Fehler 1: Nur Flaschentitel lesen („ATF 1800“, „Automatic Plus“) und Freigabeliste überspringen. Der Titel ist Marketing; die Liste ist Technik. Zwei Flaschen mit ähnlichem Namen können völlig unterschiedliche OEM-Abdeckungen haben. Fehler 2: Farbe als Kriterium nutzen. ATF kann rot, gelblich oder eher motorölfarben wirken – Farbe ist kein Freigabenachweis. Wer wegen der Farbe zurücksendet, obwohl die Spec stimmt, hat das Kriterium verwechselt. Fehler 3: DSG- oder CVT-Öle mit klassischem ATF verwechseln. Doppelkupplung und CVT brauchen häufig eigene Fluids; „Automatik“ im umgangssprachlichen Sinn reicht nicht. Fehler 4: Lifetime-Angabe mit Freigabe verwechseln. „Lebensdauerfüllung“ sagt etwas über Wechselintervalle, nichts darüber, welches Fluid erlaubt ist. Du kannst ein Lifetime-Getriebe trotzdem mit dem falschen Öl zerstören. Fehler 5: Nach dem Kauf die Freigabe „ungefähr“ passend finden und trotzdem einfüllen. Lieber zurückgeben als riskieren. Werkstätten müssen Mischungen und Spülaufwand kalkulieren; das wird schnell teurer als der Kanister. Beispiel: Jemand bestellt ein Multi-ATF, weil „Hyundai SP-III“ in der Liste steht, sein Handbuch aber SP-IV verlangt. Die Ziffer wirkt klein, ist aber entscheidend. Wenn du Liqui-Moly-Linien vergleichst, tue das über Freigabeumfang – dafür gibt es den Liqui Moly ATF Vergleich.

Häufige Fragen

Wo finde ich die Freigabe meines Autos?
Zuerst im Bordbuch unter Betriebsstoffen/Getriebe. Ergänzend Typenschild, Vertragswerkstatt oder Hersteller-Ersatzteilkatalog. Baujahr und Getriebevariante mit angeben.
Ist Dexron VI abwärtskompatibel zu Dexron III?
Nicht pauschal. Nur wenn der Hersteller den Austausch freigibt. Sonst bei der vorgeschriebenen Generation bleiben.
Was, wenn keine Freigabe im Handbuch steht?
Werkstatt oder Hersteller fragen. Kein Universalöl „auf Verdacht“. Manchmal hilft die Getriebe-Code-Auskunft über die Fahrgestellnummer.
Reicht „erfüllt Dexron III“ ohne OEM-Nummer?
Nur wenn das Bordbuch selbst nur Dexron III verlangt. Steht eine OEM-Nummer, hat die Nummer Vorrang.
Was ist ZF TE-ML?
Eine Schmierstofflisten-Systematik von ZF, die Getriebetypen zulässige Schmierstoffe zuordnet. Sie ist Orientierung – kein Freibrief, jedes gelistete Öl in jedes ZF-Getriebe zu füllen ohne Abgleich.
Darf ich ZF LifeguardFluid durch Universal-ATF ersetzen?
Nur wenn ZF bzw. der Fahrzeughersteller das konkrete Alternativprodukt freigibt. Bei Exklusivfreigaben lautet die sichere Antwort: nein, Original bzw. exakt Freigegebenes verwenden.

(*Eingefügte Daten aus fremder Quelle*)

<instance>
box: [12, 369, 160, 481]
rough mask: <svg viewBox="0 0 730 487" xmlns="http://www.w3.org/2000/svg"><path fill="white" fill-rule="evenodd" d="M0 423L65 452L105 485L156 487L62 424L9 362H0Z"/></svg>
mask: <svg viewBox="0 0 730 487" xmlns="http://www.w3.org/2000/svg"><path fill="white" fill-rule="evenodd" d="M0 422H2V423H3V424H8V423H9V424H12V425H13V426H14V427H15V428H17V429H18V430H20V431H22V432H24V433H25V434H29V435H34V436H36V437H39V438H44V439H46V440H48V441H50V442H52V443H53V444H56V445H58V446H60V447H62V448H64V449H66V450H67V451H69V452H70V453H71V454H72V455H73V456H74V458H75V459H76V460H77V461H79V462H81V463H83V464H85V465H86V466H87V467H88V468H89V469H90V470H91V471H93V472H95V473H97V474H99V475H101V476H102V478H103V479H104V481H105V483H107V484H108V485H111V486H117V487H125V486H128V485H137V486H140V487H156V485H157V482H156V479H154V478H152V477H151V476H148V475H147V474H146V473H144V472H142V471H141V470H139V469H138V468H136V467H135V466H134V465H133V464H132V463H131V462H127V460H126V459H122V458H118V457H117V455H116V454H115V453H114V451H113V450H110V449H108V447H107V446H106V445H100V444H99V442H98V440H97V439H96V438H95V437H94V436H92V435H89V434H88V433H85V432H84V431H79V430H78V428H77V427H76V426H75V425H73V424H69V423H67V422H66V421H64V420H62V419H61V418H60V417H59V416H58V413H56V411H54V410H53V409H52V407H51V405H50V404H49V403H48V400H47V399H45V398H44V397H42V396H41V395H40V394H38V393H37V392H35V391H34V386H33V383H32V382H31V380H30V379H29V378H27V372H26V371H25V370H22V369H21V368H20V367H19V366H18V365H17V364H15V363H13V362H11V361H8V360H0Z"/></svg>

Sind Empfehlungen und Freigaben dasselbe?
Nicht immer. „Empfehlung“ kann breiter oder weicher formuliert sein als eine formelle Freigabe. Im Zweifel die verbindliche Formulierung im Datenblatt und Bordbuch prüfen.
Kann ich die Freigabe über Amazon-Filter finden?
Als Sucheinstieg ja, als Nachweis nein. Immer Datenblatt und Handbuch gegenprüfen – Zuordnungen sind fehleranfällig.